Having arrived at the milestone of reaching 5 years of Cashfree recently, many people have expressed curiosity about our start.

Following is a thread on my personal and professional journey, and the learnings picked up along the way 🧵 👇🏻
As a kid I always wanted to join the army. I was keen in academics too, and fortunately decent at it. Year 2007, and everything was well set for my 12th boards, the NDA & the Engineering Entrance exams.
But only a week before the exam season started, I happened to meet with an unfortunate accident that left me with a fractured right hand. Little did I know that this was in fact going to play a hand at shaping my future.
Without a fully operational right hand, I had to give up on NDA entirely, and wait for another year to ace at any Engineering Entrance exams. A year hence, I could make through to the IITs but only for a five year course. Eventually, I happened to join CS at IIIT.
Yes, CS happened by chance. I was alien to programming languages when I joined IIIT and had a hard time through the first year.

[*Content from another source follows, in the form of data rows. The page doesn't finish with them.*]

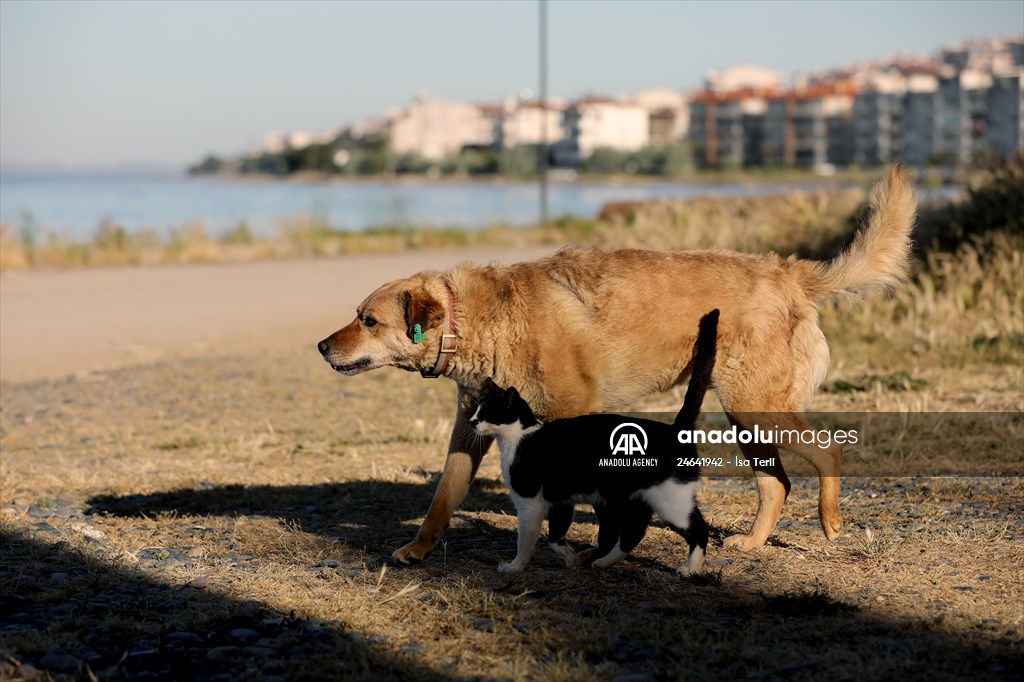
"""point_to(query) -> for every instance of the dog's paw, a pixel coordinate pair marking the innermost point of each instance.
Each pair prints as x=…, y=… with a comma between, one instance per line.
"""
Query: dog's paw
x=832, y=523
x=412, y=553
x=742, y=542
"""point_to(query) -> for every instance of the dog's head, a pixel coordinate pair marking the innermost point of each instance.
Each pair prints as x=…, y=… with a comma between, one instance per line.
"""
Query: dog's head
x=384, y=330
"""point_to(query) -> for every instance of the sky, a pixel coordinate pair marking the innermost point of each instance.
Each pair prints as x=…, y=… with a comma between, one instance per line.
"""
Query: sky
x=104, y=84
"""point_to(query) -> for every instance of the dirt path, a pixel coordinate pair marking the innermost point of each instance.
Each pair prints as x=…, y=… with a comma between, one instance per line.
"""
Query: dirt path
x=53, y=324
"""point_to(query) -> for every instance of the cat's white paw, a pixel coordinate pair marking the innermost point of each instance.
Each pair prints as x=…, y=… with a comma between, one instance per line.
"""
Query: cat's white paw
x=510, y=567
x=564, y=551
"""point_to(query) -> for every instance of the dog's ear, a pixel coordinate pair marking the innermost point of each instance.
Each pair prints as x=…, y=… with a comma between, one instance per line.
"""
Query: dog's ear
x=422, y=309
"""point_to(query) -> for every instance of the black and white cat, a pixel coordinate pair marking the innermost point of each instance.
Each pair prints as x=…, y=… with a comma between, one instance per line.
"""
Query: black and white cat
x=625, y=491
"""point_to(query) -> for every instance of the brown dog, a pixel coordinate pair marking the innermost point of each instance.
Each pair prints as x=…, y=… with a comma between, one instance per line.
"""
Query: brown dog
x=587, y=331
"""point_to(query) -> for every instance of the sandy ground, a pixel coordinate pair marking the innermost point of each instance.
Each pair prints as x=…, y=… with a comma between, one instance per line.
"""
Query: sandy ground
x=53, y=324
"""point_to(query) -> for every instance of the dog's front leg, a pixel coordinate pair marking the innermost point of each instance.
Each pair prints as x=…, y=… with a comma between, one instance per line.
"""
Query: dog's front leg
x=466, y=450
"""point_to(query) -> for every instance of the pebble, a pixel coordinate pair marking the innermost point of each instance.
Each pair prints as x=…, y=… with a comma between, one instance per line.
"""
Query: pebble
x=221, y=652
x=244, y=635
x=58, y=661
x=181, y=639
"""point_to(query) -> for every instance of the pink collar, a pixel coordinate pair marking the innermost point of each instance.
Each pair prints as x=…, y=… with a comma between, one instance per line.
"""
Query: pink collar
x=450, y=342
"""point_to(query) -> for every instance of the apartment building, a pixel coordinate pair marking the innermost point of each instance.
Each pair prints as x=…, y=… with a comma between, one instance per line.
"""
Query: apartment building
x=809, y=127
x=878, y=120
x=727, y=119
x=1005, y=101
x=599, y=122
x=435, y=128
x=922, y=125
x=531, y=123
x=962, y=115
x=668, y=114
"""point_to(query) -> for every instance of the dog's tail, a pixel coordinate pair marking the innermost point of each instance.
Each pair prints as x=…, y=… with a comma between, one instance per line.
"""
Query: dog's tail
x=704, y=364
x=879, y=254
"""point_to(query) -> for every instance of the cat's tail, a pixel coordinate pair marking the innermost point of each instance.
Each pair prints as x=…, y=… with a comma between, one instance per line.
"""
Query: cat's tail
x=704, y=364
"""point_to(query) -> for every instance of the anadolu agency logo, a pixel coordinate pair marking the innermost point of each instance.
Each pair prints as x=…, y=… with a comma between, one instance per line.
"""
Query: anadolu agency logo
x=629, y=439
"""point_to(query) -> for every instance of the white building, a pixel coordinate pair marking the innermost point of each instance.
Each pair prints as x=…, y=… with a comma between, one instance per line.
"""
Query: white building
x=435, y=128
x=596, y=122
x=668, y=114
x=744, y=76
x=1006, y=114
x=531, y=123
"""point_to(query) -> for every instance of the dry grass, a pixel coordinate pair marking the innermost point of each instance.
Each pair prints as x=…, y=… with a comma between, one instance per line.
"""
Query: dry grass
x=286, y=487
x=297, y=237
x=280, y=489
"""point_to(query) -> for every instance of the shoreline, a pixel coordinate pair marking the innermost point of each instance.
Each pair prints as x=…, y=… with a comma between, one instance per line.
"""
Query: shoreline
x=60, y=323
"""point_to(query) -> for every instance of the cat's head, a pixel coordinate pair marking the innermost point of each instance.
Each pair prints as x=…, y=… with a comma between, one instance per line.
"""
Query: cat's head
x=500, y=408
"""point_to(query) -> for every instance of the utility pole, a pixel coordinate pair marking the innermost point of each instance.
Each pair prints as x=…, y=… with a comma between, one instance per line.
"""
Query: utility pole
x=543, y=152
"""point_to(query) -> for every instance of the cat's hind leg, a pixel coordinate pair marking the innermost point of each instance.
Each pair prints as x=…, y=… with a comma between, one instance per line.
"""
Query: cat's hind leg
x=530, y=512
x=559, y=520
x=607, y=535
x=676, y=503
x=633, y=518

But come summer break and I got my hands on the ‘Beginning JavaScript’ book. I still remember gulping down the entire book, and drowning myself into creating jazzy web-pages almost all of my waking hours.
Furthermore, creating new dynamic applications by using vanilla tech made me feel very satisfied and sparked my interest in ‘Building Stuff’. Ability to create fancy CRUD applications started to seem like a super-power to me then.

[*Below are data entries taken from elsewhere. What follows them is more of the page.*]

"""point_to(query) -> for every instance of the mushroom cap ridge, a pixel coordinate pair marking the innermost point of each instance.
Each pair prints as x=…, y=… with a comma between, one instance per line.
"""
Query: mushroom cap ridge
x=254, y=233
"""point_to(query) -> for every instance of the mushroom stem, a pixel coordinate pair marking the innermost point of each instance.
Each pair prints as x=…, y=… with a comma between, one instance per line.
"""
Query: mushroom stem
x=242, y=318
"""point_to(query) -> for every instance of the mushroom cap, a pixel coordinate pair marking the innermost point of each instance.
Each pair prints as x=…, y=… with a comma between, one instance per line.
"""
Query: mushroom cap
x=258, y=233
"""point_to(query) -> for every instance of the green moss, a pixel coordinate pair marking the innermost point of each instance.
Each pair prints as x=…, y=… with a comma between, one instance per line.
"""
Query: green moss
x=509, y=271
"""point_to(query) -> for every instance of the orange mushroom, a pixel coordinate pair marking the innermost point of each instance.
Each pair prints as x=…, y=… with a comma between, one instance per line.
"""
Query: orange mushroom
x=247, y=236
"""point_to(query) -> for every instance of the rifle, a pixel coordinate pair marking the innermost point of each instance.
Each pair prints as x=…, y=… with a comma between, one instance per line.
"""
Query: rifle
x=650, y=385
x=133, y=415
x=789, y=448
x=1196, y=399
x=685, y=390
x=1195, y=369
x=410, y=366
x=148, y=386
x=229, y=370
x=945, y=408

And there, my tryst with entrepreneurship began. With new learnings & skills, I picked up a couple of projects and roped in friends to work with. That was when I learnt more about documentation, tech solution presentation, cost negotiation and more, as a part of those gigs.
Come 2011, got selected for @GSoC and got an opportunity to work on some amazing open source projects. As the placement season rolled in, I got selected at Bankbazaar and was soon packing my bags for Chennai.
The desire to build stayed on with me, and over the next few years, I attended all the hackathons I could. Attempted (and sometimes built) some crazy ideas, from flatmate matching engine to real-time speech translator and to online fingerprint verification.
(Pic from a hackathon)
I would also end up talking about it a lot here & there. At a friend’s party, a mutual friend I bumped into, talked to me about the massive business potential of one of my latest hackathon projects.
Though that project’s discussion did not pan out, we ended up discussing a lot of other ideas. That mutual friend was Reeju, the other co-founder of Cashfree.
So resuming the story. While we brainstormed and dug around, we came across the gigantic problem statement of COD payments in India.
We approached every restaurant & store in Bangalore that we could and pitched them the idea of using our payment solution for their deliveries (Zomato/Swiggy was yet to go mainstream then). Night-delivery restaurants found us interesting and were our first customers.
After signing up 350+ offline stores in the first 3 months, we realized we had come across a lot of business owners who wanted help at online payment collections and with mass real-time disbursals.
Upon researching more on the payments industry, we could see that the incumbents then, were not aggressive enough to keep up with the rapidly-evolving usecases.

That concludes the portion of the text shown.